Search code examples
bashunixawkgawk

how to find out common columns and its records from two files using awk


I have two files:

File 1:

id|name|address|country
1|abc|efg|xyz
2|asd|dfg|uio

File 2(only headers):

id|name|country

Now, I want an output like:

OUTPUT:

id|name|country
1|abc|xyz
2|asd|uio

Basically, I have a user record file(file1) and a header file(file2).Now, I want to extract only those records from (file1) whose columns match with that in the header file.

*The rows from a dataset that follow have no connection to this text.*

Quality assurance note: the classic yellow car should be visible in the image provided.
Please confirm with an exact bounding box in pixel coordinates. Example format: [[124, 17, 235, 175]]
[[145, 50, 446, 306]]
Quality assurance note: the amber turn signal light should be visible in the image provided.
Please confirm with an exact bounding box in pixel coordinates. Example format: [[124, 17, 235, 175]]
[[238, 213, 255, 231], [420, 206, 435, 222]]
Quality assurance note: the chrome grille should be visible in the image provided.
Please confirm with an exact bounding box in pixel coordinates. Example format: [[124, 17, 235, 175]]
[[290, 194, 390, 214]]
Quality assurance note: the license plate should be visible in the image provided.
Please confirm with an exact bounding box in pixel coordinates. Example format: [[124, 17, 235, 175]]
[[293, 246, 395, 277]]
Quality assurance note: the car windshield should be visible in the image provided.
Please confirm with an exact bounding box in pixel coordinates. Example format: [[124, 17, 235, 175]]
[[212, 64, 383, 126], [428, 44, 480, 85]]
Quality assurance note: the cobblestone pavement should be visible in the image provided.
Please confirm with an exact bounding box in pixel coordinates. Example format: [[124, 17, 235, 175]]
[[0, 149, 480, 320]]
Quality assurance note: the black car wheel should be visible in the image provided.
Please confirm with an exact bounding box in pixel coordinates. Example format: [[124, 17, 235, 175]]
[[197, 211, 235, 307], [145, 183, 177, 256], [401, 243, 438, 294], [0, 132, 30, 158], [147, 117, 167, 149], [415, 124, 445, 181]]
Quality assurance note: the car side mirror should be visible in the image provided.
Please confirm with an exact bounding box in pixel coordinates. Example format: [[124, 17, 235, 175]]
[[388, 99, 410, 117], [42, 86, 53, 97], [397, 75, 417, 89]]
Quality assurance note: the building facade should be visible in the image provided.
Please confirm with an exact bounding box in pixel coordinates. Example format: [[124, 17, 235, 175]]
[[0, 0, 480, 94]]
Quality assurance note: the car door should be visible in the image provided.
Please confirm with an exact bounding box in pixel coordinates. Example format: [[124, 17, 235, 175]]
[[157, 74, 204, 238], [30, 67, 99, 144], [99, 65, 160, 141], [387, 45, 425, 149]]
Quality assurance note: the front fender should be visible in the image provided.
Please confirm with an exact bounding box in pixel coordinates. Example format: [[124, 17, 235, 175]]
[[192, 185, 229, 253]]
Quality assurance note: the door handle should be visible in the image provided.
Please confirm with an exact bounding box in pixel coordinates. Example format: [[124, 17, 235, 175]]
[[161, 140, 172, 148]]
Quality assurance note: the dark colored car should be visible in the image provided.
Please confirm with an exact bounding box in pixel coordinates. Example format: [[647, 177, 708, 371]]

I want to do this using awk or bash.

I tried using:

awk 'BEGIN { OFS="..."} FNR==NR { a[(FNR"")] = $0; next } { print a[(FNR"")], $0 > "test.txt"}' header.txt file.txt

and have no idea what to do next.

Thank You


Solution

  • Following awk may help you on same.

    awk -F"|" 'FNR==NR{for(i=1;i<=NF;i++){a[$i]};next} FNR==1 && FNR!=NR{for(j=1;j<=NF;j++){if($j in a){b[++p]=j}}} {for(o=1;o<=p;o++){printf("%s%s",$b[o],o==p?ORS:OFS)}}' OFS="|" File2  File1
    

    Adding a non-one liner form of solution too now.

    awk -F"|" '
    FNR==NR{
       for(i=1;i<=NF;i++){
         a[$i]};
       next}
    FNR==1 && FNR!=NR{
       for(j=1;j<=NF;j++){
         if($j in a){ b[++p]=j }}
    }
    {
       for(o=1;o<=p;o++){
         printf("%s%s",$b[o],o==p?ORS:OFS)}
    }
    ' OFS="|" File2  File1
    

    Edit by Ed Morton: FWIW here's the same script written with normal indenting/spacing and a couple of more meaningful variable names:

    BEGIN { FS=OFS="|" }
    NR==FNR {
        for (i=1; i<=NF; i++) {
            names[$i]
        }
        next
    }
    FNR==1 {
        for (i=1; i<=NF; i++) {
            if ($i in names) {
                f[++numFlds] = i
            }
        }
    }
    {
        for (i=1; i<=numFlds; i++) {
            printf "%s%s", $(f[i]), (i<numFlds ? OFS : ORS)
        }
    }